To test the concept, movable barrels were set up in a shipping container at Ruhr University. “Using this set-up, they showed that radio fingerprints could be reliably reproduced for individual mirror settings,” said the university. “Different mirror settings also produced a variety of easily distinguishable radio fingerprints. If the researchers moved one of the barrels in the container, a few millimeters of displacement were enough to show up in the radio fingerprint.”

The team analysed whether it’s possible to decipher how mirror positions and radio fingerprints correspond to each other using machine learning, and it is, but it isn’t quick.

“With 20 mirrors, it would take eight weeks for an attacker to decode the underlying mathematical function,” said Tobisch, adding:  “Because of the scalability of the system, it’s possible to increase the security factor even more.”

Ruhr University Bochum worked with the Max Planck Institute for Security and Privacy Bochum, Princeton University, the University of Connecticut, Harvard University, Physec and Technische Universität Berlin.
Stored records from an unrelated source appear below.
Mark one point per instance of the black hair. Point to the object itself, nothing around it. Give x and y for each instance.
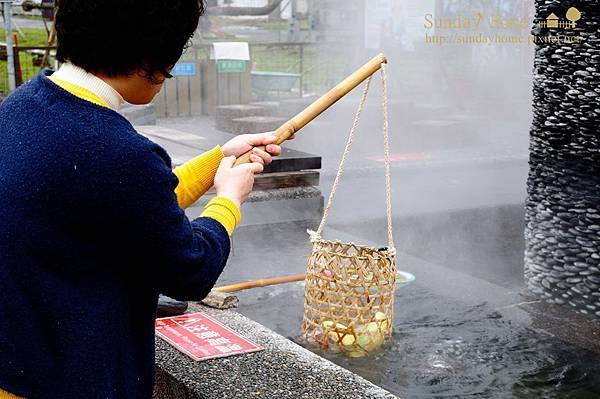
(118, 37)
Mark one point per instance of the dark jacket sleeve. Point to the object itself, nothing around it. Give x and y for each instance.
(181, 258)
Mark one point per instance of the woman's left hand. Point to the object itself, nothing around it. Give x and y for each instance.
(246, 142)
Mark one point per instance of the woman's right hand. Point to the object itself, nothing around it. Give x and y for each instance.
(236, 182)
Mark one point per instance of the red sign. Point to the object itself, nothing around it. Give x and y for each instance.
(201, 337)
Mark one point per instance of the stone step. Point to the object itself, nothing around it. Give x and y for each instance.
(280, 205)
(225, 114)
(256, 124)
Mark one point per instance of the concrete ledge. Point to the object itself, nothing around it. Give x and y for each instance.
(256, 124)
(283, 370)
(274, 206)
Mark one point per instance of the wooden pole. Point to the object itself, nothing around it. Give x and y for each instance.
(264, 282)
(292, 126)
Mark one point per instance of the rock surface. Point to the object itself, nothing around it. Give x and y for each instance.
(562, 257)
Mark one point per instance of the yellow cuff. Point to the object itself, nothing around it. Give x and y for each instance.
(224, 211)
(8, 395)
(197, 176)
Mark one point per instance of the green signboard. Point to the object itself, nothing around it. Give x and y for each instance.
(231, 66)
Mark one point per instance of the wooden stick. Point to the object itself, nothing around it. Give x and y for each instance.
(264, 282)
(292, 126)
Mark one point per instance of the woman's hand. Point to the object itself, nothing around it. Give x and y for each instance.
(236, 182)
(245, 142)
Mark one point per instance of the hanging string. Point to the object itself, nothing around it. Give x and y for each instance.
(342, 164)
(344, 156)
(386, 145)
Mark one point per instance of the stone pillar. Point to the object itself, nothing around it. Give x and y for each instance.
(562, 258)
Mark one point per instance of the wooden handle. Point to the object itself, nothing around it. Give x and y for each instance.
(292, 126)
(264, 282)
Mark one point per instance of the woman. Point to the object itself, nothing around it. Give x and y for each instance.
(92, 222)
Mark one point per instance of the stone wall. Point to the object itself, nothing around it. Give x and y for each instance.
(562, 257)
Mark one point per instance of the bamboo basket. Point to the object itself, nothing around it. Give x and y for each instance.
(349, 290)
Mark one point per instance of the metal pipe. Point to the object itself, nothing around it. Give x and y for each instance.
(10, 54)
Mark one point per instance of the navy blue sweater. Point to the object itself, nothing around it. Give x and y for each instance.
(90, 233)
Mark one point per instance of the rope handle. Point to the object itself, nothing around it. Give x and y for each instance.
(340, 171)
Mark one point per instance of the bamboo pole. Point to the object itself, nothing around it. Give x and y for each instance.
(292, 126)
(263, 282)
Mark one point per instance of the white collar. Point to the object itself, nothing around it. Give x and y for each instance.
(80, 77)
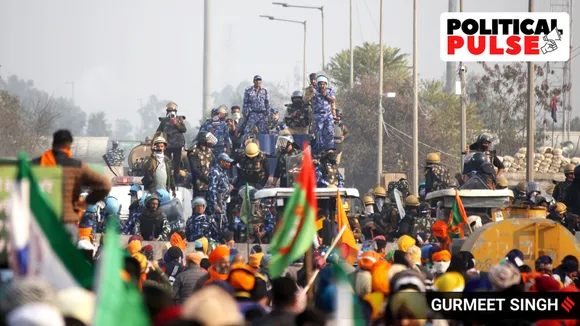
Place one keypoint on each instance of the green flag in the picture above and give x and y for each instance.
(118, 302)
(297, 229)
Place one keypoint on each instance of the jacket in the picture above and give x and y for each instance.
(77, 175)
(185, 283)
(174, 133)
(149, 168)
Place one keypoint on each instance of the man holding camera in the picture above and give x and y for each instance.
(173, 126)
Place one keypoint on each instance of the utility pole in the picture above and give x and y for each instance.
(72, 83)
(206, 58)
(531, 116)
(351, 51)
(380, 131)
(463, 114)
(415, 189)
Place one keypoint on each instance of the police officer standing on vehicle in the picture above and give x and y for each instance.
(436, 175)
(173, 126)
(298, 115)
(341, 132)
(560, 188)
(483, 145)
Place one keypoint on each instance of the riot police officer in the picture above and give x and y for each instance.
(558, 193)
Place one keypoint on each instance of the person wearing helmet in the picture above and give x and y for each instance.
(255, 107)
(157, 168)
(220, 131)
(572, 193)
(152, 223)
(437, 176)
(289, 159)
(173, 128)
(115, 155)
(275, 125)
(199, 225)
(200, 159)
(483, 145)
(323, 113)
(341, 132)
(219, 190)
(298, 114)
(326, 170)
(560, 188)
(253, 167)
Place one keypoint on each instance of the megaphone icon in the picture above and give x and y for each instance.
(553, 35)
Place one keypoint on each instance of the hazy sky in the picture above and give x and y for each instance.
(119, 51)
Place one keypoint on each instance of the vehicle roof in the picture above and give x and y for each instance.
(320, 193)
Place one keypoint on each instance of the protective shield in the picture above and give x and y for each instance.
(293, 165)
(173, 209)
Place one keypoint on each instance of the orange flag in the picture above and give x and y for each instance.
(347, 237)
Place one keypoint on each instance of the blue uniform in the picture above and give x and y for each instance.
(323, 121)
(199, 226)
(217, 195)
(220, 130)
(255, 110)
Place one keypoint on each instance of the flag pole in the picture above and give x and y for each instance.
(308, 287)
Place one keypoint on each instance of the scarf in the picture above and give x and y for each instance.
(177, 241)
(215, 276)
(47, 159)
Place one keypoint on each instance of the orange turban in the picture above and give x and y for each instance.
(405, 242)
(134, 247)
(218, 254)
(368, 259)
(177, 241)
(442, 255)
(256, 260)
(380, 281)
(242, 277)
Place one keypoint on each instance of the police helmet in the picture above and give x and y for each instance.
(91, 209)
(112, 206)
(297, 94)
(322, 79)
(163, 195)
(199, 201)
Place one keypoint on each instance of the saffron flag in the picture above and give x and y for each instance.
(118, 302)
(457, 216)
(298, 226)
(347, 237)
(41, 247)
(554, 109)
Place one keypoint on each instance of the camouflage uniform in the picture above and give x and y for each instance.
(199, 226)
(323, 121)
(218, 195)
(220, 130)
(200, 162)
(253, 170)
(255, 110)
(327, 174)
(115, 156)
(437, 177)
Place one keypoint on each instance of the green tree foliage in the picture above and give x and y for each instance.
(501, 95)
(366, 64)
(98, 126)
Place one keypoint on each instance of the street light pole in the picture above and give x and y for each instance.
(286, 5)
(380, 130)
(531, 115)
(304, 76)
(351, 51)
(415, 189)
(206, 58)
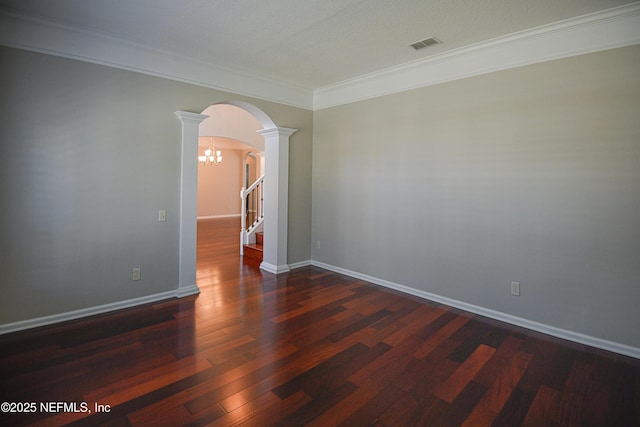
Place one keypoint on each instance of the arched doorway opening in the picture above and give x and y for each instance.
(276, 171)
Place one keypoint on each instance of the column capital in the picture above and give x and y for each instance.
(277, 131)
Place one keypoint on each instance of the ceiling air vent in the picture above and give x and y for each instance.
(425, 43)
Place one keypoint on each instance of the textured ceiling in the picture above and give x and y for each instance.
(309, 43)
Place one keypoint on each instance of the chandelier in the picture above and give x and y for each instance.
(211, 156)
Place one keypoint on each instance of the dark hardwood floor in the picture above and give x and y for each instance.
(310, 347)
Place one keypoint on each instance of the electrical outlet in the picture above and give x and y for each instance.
(515, 289)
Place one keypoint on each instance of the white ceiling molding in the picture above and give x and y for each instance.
(609, 29)
(55, 39)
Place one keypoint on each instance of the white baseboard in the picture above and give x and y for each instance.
(493, 314)
(219, 216)
(100, 309)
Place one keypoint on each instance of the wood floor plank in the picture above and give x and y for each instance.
(452, 387)
(310, 347)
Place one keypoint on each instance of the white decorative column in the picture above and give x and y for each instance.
(276, 199)
(188, 202)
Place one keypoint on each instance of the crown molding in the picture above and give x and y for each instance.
(594, 32)
(54, 39)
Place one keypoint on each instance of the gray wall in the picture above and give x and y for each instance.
(529, 175)
(89, 155)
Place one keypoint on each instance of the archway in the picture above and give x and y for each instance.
(276, 194)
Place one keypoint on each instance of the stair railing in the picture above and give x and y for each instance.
(252, 210)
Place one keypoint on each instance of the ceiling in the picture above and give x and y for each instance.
(304, 43)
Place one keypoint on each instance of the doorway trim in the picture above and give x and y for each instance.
(276, 197)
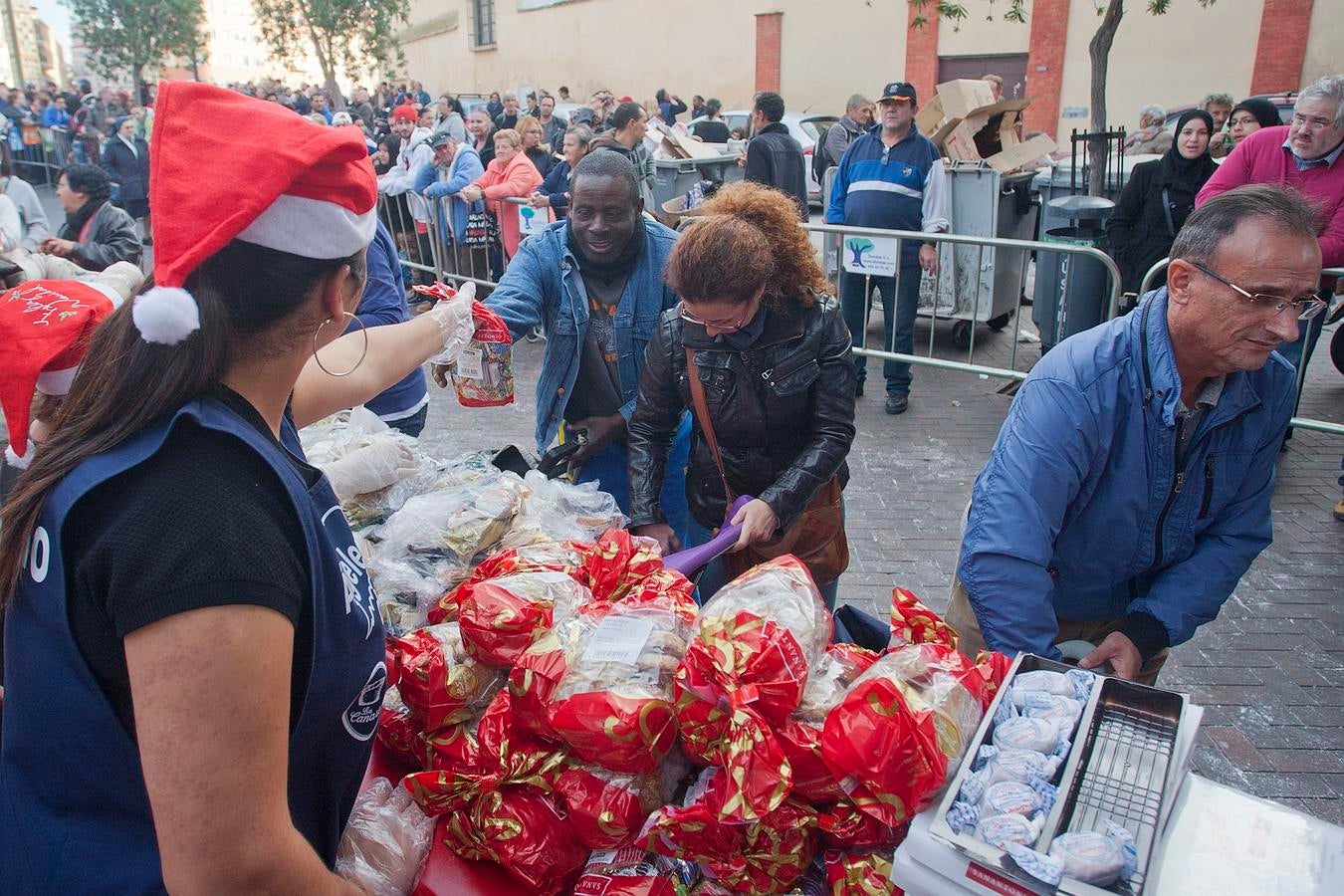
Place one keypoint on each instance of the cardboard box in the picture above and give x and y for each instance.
(965, 122)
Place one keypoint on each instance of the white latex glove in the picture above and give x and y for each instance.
(371, 468)
(454, 323)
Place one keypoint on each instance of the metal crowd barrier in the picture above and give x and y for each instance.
(1297, 422)
(833, 264)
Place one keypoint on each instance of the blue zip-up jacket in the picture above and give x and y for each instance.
(384, 303)
(544, 287)
(465, 168)
(1081, 512)
(890, 188)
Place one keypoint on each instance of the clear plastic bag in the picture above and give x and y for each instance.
(386, 841)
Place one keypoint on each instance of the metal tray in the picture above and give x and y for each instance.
(1120, 768)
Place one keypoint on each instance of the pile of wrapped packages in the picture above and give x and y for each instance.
(561, 707)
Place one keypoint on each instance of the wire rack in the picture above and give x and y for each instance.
(1124, 772)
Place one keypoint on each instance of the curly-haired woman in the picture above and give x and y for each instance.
(772, 356)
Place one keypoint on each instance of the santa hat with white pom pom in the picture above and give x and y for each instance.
(226, 166)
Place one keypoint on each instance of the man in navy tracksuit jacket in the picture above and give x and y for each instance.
(406, 404)
(891, 177)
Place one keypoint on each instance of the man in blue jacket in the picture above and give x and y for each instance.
(594, 281)
(405, 406)
(891, 177)
(1131, 485)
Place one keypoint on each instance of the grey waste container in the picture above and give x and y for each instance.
(1072, 292)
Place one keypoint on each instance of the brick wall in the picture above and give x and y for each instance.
(1045, 64)
(1281, 46)
(769, 37)
(922, 53)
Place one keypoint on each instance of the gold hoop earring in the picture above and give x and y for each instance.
(361, 356)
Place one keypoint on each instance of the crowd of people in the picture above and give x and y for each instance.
(221, 633)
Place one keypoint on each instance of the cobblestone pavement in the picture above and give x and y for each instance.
(1269, 670)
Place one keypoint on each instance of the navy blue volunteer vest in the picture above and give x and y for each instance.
(74, 814)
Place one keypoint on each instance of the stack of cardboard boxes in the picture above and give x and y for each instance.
(965, 122)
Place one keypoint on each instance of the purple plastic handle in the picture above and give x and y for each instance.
(692, 559)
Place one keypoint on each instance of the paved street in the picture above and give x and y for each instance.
(1269, 670)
“70% of the world nuclear weapons are kept in storage for military reserve or awaiting dismantlement,” according to Sebastien Philippe of Princeton University. “The presence and number of such weapons at any given site cannot be verified easily via satellite imagery or other means that are unable to see into storage vaults. Because of the difficulties to monitor them, these 9,000 nuclear weapons are not accounted for under existing nuclear arms control agreements.”

This research is published by the journal Nature Communications as ‘Remote inspection of adversary-controlled environments‘ – full paper available without payment.